Greetings from the Land of Enchantment: 40 Days After a Good Man Is Gone

Thursday, January 24, 2013

40 Days After a Good Man Is Gone

In our practice we often talk about 40 day sadhanas. We begin them usually because we want to change something, break a habit or build a new one, let go of something, or cultivate something else. We have had our moment of surrender, or our moment of inspiration; and now we're ready. Ready for something new. But how does one become ready to no longer have a father? To be fatherless. Is it even possible? It's certainly not something we choose; but it happens to all of us at one point or another.

So I have completed my first 40-day sadhana of being without him. It has been a long journey to get here. He was ill so long that it had been years since he had been the man I remembered--the man who was my father. And yet, there he was, flesh and blood and bone and breath. Burning away all the dross of a life well-lived but now gone, too soon.

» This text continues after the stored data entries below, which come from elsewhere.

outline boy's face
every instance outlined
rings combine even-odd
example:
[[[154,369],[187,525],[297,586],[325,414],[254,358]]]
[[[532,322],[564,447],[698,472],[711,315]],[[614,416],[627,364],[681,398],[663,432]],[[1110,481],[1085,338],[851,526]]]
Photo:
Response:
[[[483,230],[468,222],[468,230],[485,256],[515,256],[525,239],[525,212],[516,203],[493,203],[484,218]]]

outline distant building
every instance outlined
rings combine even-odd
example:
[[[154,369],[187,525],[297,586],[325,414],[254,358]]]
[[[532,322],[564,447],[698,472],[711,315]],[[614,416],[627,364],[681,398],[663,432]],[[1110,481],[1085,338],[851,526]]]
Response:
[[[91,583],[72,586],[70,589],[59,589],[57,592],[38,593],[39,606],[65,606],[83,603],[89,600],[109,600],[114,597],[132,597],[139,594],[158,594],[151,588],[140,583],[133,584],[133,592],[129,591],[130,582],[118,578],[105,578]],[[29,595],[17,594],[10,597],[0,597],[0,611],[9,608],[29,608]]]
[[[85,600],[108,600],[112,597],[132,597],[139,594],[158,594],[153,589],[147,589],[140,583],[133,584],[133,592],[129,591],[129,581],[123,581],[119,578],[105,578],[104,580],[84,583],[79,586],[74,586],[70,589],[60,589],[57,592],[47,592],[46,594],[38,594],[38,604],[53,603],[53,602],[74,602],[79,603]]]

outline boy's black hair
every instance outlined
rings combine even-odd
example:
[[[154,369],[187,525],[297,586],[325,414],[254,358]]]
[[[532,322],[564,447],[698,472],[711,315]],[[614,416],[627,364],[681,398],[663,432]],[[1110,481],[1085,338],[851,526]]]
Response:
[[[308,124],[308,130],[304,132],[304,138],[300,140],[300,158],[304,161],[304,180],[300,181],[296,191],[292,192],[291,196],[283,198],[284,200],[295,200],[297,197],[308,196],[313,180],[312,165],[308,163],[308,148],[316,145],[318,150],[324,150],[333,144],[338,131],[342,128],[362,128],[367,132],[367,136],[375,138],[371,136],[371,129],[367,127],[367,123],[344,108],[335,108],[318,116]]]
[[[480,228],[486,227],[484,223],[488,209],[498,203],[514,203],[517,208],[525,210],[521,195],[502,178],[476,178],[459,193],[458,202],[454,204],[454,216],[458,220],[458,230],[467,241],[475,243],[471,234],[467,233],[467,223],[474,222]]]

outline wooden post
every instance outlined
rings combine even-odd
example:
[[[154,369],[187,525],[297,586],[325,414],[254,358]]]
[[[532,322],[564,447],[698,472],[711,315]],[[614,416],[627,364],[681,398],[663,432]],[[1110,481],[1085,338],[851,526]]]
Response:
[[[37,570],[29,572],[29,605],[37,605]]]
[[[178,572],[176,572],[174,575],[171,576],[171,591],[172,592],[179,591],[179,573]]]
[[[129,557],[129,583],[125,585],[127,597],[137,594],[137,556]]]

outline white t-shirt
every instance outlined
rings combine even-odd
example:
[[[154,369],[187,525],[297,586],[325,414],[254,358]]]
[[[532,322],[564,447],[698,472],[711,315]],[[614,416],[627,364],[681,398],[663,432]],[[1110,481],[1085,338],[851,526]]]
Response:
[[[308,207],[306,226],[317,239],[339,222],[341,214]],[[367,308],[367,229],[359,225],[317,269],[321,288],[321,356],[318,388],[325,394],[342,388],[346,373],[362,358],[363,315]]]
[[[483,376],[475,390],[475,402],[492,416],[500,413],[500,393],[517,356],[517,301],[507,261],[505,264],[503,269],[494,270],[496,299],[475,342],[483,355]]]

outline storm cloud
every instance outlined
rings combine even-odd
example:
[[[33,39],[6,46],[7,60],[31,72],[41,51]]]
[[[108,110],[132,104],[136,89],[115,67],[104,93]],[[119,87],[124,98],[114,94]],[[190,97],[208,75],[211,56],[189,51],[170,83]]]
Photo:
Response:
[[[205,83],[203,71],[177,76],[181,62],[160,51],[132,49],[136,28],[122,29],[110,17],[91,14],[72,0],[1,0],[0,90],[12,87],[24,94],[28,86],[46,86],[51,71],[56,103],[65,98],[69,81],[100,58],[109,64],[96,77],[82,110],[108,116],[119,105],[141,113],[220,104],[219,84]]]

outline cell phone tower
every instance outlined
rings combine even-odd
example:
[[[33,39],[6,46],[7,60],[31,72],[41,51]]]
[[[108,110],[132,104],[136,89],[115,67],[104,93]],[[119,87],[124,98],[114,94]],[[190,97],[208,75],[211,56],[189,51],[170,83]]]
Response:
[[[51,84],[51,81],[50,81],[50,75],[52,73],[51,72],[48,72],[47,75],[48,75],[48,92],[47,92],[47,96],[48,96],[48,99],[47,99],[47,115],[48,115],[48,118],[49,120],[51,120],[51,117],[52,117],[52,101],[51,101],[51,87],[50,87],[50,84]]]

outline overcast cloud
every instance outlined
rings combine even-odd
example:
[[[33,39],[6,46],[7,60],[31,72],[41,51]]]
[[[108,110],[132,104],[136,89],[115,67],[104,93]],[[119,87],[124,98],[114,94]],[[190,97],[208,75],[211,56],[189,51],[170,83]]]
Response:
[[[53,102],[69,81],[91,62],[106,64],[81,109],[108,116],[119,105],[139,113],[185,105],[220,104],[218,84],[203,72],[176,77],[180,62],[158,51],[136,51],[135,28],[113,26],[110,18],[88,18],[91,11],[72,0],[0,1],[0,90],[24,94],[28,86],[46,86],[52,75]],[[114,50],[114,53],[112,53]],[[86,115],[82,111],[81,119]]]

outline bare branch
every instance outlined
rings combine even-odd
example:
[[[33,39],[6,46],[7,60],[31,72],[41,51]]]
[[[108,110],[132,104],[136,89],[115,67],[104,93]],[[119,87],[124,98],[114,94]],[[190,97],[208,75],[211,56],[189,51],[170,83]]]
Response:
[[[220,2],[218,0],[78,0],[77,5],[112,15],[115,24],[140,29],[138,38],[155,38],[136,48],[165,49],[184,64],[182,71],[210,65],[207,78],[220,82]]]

I missed his last breath because instead of getting out of bed that morning when I woke up, I turned and wrapped my arms around my husband. In that moment I chose life and in that same moment, he let go. I had wanted to be there with him; but instead life, in its relentless nature, called me to lay there and breathe with my arms around my lover, my friend, my beloved. I chose the future. Seconds later my sister knocked on the door and said that my father was gone.

The night before we had all gathered around his bed and sang songs and hymns and spiritual songs, as the scripture says. We sang so loud I thought he might let go in that moment just to get some peace and quiet.  But instead he continue to breathe, a fluttering sound in his throat, the rise and fall of his ribs, the last moments of good man going, too soon gone.

My sister and I bathed him and dressed him. All the aversion I had experienced throughout his illness fell away (I'm not good at those things); and suddenly I was good at this. I could hold his hand, and sing to him and read scripture. I could sit in silence and just be. I could do this. The hardest part is the strange juxtaposition of life in the midst of death. They don't belong in the same room, but there they are, existing side by side. The kids talking about inane college football games as if they mattered, or people arguing over politics, or the in-law saying outrageous things at the dinner table, or better yet, the comedy team that was the men from the funeral home who came to pick up my father's body. They could have been called, Mr. Magoo's Circus of Strange and Mythical Men. And the smell. One of the funeral attendants was a heavy smoker and the smell of those stale cigarettes against his worsted wool suit was almost more than I could bear against the back drop of my father's skin and bones. Later, my sister and I just laughed and laughed because it was so absurd. Life going on in the face of our no longer having a father was, is, so absurd. And yet, it does.

A few days later we held his memorial. People from all parts of his life came to say what a difference he had made in their lives. People told stories, his son-in-law eulogized him more beautifully than any of us could imagine, and people remembered him above all else as their friend.

He was a good man. He was a great man. The last of his kind.

And now I will continue to mark 90 days, 120 days, 1000 days, but this is not a sadhana that ends. My father is gone. And the hole that is left inside me, my brother, my sister, my mother, my nieces and nephews, all who knew him, that hole is invisible; because if people could see it, it would make life impossible. Don't say anything, please, I plead to myself quietly. There are no words. My father is gone.

He was a good man. He was a great man. He was the last of his kind.